Impala chiede accordi con Spotify. L’Associazione della Musica Indipendente chiede infatti una modifica delle retribuzioni tramite royalties. La piattaforma musicale aveva recentemente stabilito una soglia di 1000 stream annui per il pagamento. Ma ora Impala chiede una modifica.
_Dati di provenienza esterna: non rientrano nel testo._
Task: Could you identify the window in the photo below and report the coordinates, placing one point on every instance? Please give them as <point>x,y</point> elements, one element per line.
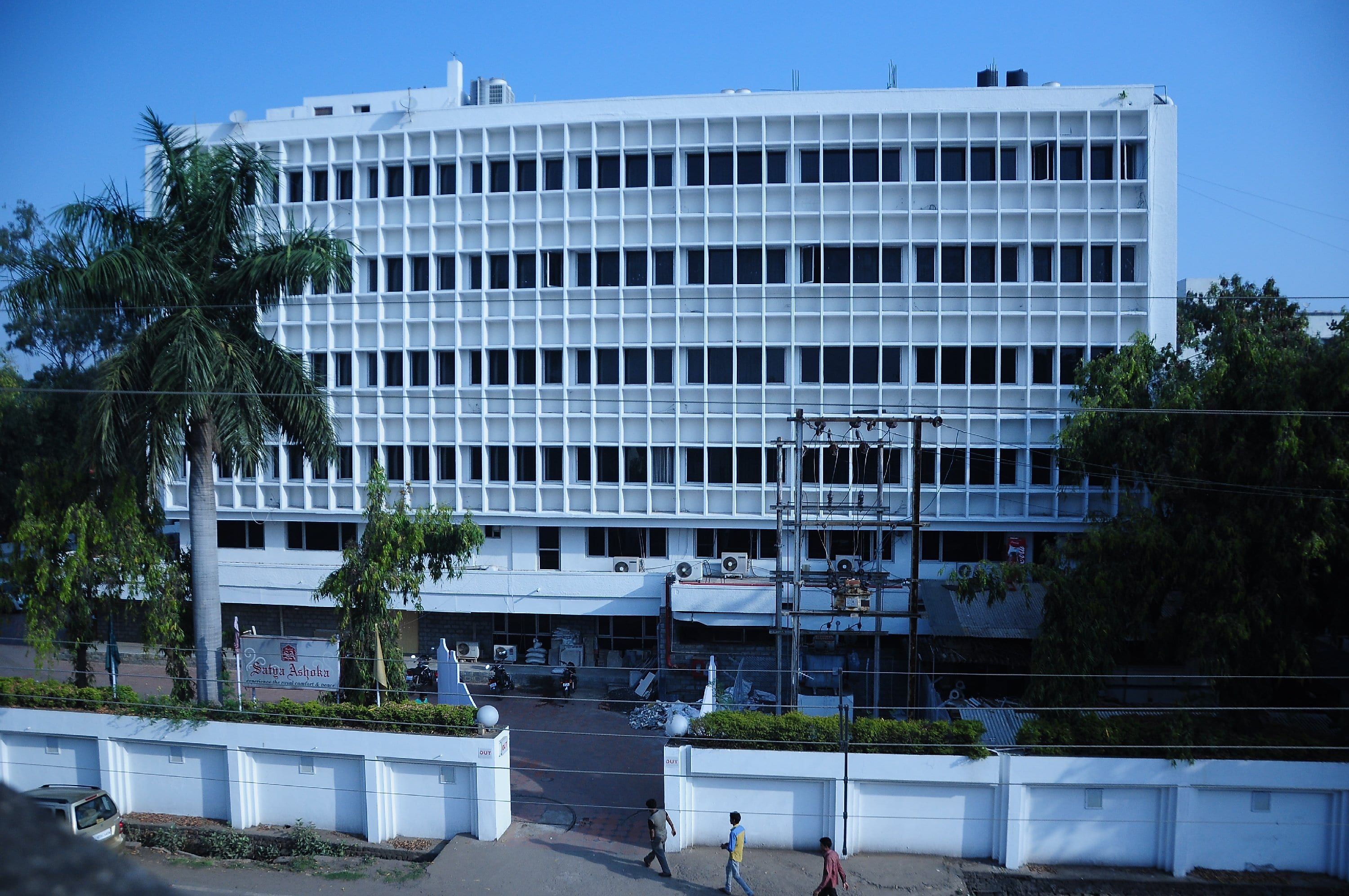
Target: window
<point>663,170</point>
<point>1070,162</point>
<point>1042,263</point>
<point>526,176</point>
<point>549,548</point>
<point>953,365</point>
<point>1042,162</point>
<point>953,263</point>
<point>983,164</point>
<point>394,369</point>
<point>925,365</point>
<point>498,367</point>
<point>925,265</point>
<point>606,269</point>
<point>953,164</point>
<point>526,270</point>
<point>1070,263</point>
<point>749,266</point>
<point>445,367</point>
<point>419,367</point>
<point>498,464</point>
<point>240,534</point>
<point>1007,365</point>
<point>420,457</point>
<point>1103,263</point>
<point>445,464</point>
<point>634,267</point>
<point>606,363</point>
<point>749,166</point>
<point>981,265</point>
<point>606,464</point>
<point>634,366</point>
<point>1103,162</point>
<point>552,464</point>
<point>525,365</point>
<point>607,172</point>
<point>421,273</point>
<point>721,169</point>
<point>1042,365</point>
<point>526,464</point>
<point>810,166</point>
<point>694,165</point>
<point>552,366</point>
<point>634,170</point>
<point>421,180</point>
<point>498,272</point>
<point>663,267</point>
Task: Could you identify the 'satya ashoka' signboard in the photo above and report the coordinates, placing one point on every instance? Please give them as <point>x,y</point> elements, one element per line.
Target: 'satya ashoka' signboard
<point>289,663</point>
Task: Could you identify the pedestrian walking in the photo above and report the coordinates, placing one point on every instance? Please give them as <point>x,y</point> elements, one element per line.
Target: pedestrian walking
<point>735,845</point>
<point>834,874</point>
<point>656,822</point>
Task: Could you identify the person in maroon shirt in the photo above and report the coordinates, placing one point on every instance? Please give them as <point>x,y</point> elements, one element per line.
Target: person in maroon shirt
<point>833,875</point>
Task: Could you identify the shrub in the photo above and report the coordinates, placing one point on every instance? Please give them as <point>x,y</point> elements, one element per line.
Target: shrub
<point>749,731</point>
<point>227,845</point>
<point>406,717</point>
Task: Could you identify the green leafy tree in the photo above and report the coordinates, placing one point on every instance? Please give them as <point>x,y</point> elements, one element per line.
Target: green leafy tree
<point>397,551</point>
<point>192,276</point>
<point>1232,546</point>
<point>81,557</point>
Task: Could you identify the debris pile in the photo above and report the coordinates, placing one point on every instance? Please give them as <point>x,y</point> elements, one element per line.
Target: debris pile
<point>653,716</point>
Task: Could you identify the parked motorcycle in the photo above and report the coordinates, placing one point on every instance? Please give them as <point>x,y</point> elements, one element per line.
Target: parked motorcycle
<point>499,681</point>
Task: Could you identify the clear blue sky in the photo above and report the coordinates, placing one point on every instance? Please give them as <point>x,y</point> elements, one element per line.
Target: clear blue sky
<point>1263,88</point>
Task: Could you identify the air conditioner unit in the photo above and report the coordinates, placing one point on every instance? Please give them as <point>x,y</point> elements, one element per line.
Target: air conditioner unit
<point>848,563</point>
<point>736,566</point>
<point>628,565</point>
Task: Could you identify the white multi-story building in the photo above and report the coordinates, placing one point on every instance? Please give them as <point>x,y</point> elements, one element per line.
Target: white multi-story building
<point>588,321</point>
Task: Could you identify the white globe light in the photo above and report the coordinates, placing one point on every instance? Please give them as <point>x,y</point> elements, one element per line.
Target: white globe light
<point>677,725</point>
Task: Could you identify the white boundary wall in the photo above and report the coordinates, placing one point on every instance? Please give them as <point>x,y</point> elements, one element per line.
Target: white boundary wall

Impala e Spotify: quali sono le priorità

Secondo i gestori del DSP, il nuovo modello di retribuzione potrebbe aumentare i ricavi di artisti “professionisti ed emergenti” di oltre 1 miliardo di dollari, nei prossimi cinque anni. Come già riferito, sono state confermate le sanzioni a distributori ed etichette colpevoli di azioni fraudolente volte ad alterare il conteggio degli stream. Impala ha però chiesto una serie di domande tra cui “la proposta è stata discussa con le autorità di regolamentazione?” oppure “come si eviteranno potenziali esiti anticoncorrenziali?”. E ha esposto le proprie perplessità sul tema, opponendosi, per esempio, sul principio di uno “strumento senza mezzi termini” che demonetizza completamente il repertorio a vantaggio di brani più popolari”.

E aggiunge: “Riteniamo che i dati relativi a qualsiasi cambiamento debbano dimostrare che le etichette e gli artisti più piccoli e meno affermati non ci rimettano. Così come il repertorio dei cataloghi più profondi e, naturalmente, i territori più piccoli, i generi specializzati e i brani più lunghi”. Helen Smith, presidente esecutivo di Impala, ha continuato. “Condividiamo lo stesso obiettivo di promuovere un ecosistema di streaming più equo. E concordiamo sul fatto che il volume di contenuti che attualmente inonda la piattaforma aperta di Spotify è insostenibile.”

“Accogliamo con favore alcuni elementi della nuova proposta, ma allo stesso tempo chiediamo garanzie e aggiustamenti. Soprattutto dove c’è il rischio di un impatto sproporzionato sugli artisti emergenti, sui mercati più piccoli. E, naturalmente, sui generi di catalogo e specialistici, che sono molto importanti nel settore indipendente sia per le etichette che per gli artisti”, conclude.